Seismic, acoustic and electromagnetic systems work to help Army find one of the oldest forms of field fortification: tunnels.
by John Higgins
War is as old as human history. This means a lot of the reactive tactics and protective equipment must evolve in response to an attack becoming strong. As weapons became heavier and deadlier—swords went from bronze, to iron, to alloys of greater hardness and durability—the defense for them would evolve, protective clothing going from very thick fabrics, to leathers, to metals to the hard ceramics and Kevlar we know today.
Terrain use has evolved over time, too. As the stakes continue to rise and objectives evolve, merely taking hills, fields and transportation routes was always the start, but taking, holding and occupying towns and cities for longer periods of time will be key.
This means tunnels. Cities thousands of years old, such as Paris and its 200 miles of tunnels and catacombs, or modern American cities like New York, which has 665 miles of subway tunnels, will make tunnels a consideration of modern urban warfare. Newer cities may not have subways as an afterthought, but as a foundation of their planning. In India and China, for example, subway stations are the root of creating new cities as the population continues to grow.
Tunnels have been used to thwart invaders and penetrate fortifications since there were invaders and fortifications. For example, ancient Romans used tunnels—called qanats—to transport water to sustain their cities. Were any enemy able to find those tunnels, they could do incredible damage to the city of Rome.
Today, military thinkers like those at the Modern War Institute at West Point are considering underground warfare as a given, and they are considering the kind of equipment that would make underground warfighting most effective.
Project Manager Terrestrial Sensors, part of Program Executive Office – Intelligence, Electronic Warfare & Sensors, has a key piece of tunnel warfare at the ready: Rapid Reaction Tunnel Detection equipment, or R2TD.
After all, to fight in tunnels, you have to find them first.
Dr. Steven Sloan, a research geophysicist with the U.S. Army Engineer Research and Development Center, has been working with his team on R2TD system for more than half a decade, which is less a piece of equipment than a suite of tools.
“What we’ve found over the years is that there’s no silver bullet that works in all geologies and all situations,” said Sloan. “So we have multiple, different systems that each have their strengths in different things dependent on the setting that we’re working in, or what the target set is, then we can kind of mix and match to optimize detection.”
R2TD has seismic, acoustic and electromagnetic systems to detect different aspects of underground structures. Seismic to detect movement of dirt, for example. Acoustic to detect open space underneath the ground and electromagnetic to detect infrastructure like cables, wires, nails and even rails.

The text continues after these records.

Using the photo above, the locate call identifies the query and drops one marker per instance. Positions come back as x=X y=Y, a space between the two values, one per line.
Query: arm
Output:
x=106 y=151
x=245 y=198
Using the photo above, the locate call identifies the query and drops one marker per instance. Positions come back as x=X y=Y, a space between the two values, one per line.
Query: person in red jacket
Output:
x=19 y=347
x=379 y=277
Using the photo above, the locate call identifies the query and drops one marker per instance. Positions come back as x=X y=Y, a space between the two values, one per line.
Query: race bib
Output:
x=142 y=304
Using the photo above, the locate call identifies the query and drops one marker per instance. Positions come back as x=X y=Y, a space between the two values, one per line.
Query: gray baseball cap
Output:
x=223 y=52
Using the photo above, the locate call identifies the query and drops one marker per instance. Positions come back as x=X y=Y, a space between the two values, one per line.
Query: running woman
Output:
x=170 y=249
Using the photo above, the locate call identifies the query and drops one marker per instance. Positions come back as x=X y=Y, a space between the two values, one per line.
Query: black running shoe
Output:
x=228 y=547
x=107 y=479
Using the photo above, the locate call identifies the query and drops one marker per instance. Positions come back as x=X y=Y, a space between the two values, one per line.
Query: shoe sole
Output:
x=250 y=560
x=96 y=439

“The other two systems are actual in-ground permanently or semi-permanently installed, like an underground fence of sensors,” said Sloan. These other two systems are the border tunneling activity detection system-linear and the active seismic imaging system, which can counter adversaries using purpose-built tunnels or existing subsurface infrastructure, and assist in the survey of large areas for perimeter defense and the detection of existing tunnels and other subsurface anomalies, respectively.

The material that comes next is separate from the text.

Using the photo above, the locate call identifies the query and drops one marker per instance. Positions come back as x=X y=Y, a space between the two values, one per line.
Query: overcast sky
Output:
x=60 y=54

“The thing with tunnels is they’re a low-tech counter to a high-tech adversary,” said Sloan. “So all it takes is his time and manpower to build one and there’s not a whole lot out there to stop them. It’s been around centuries and centuries for a lot of different conflicts.”
Sloan and his team know this, and thus they are often upgrading and tweaking the system.

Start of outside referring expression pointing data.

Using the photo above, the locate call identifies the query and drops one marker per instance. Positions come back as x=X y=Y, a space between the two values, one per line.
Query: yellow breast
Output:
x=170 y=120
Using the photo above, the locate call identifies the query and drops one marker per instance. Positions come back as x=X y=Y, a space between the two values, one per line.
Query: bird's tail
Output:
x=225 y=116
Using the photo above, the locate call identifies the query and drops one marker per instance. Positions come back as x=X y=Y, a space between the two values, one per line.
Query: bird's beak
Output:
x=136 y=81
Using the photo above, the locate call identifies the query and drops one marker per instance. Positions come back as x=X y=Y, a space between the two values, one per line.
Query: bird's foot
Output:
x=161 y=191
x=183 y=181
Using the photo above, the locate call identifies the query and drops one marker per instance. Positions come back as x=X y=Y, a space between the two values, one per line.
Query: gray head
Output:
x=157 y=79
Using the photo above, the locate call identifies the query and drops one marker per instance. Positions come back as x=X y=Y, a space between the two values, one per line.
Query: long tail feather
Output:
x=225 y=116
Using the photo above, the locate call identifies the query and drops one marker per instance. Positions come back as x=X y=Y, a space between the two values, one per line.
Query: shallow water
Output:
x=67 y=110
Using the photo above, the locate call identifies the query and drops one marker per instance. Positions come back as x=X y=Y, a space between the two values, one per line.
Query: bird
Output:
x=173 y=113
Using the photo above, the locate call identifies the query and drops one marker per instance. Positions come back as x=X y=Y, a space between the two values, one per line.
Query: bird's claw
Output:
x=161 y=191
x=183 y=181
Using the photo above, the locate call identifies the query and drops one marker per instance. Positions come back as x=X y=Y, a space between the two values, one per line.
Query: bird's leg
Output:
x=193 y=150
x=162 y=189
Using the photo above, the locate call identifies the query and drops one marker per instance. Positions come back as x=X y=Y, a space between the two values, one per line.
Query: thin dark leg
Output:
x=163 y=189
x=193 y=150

“We’re upgrading the active seismic units that are in theater,” said Sloan. “We bring them back one at a time and we put in new hardware and new software that’s been developed over the last four or five years in there and then put them back over into their respective theaters of operations.”
“If someone was trying the tunnel under a facility to place explosives or something like that, you don’t want to be on the back end of that trying to figure out how it happened after it’s happened,” said Sloan. “It’s more of a preventative measure, or proactive rather than reactive. You won’t use this over every square inch of every facility that you would build. However, if you got some particularly vulnerable facilities in an area or something, some kind of secured facility that you really want to monitor, it’s another tool that you can use.”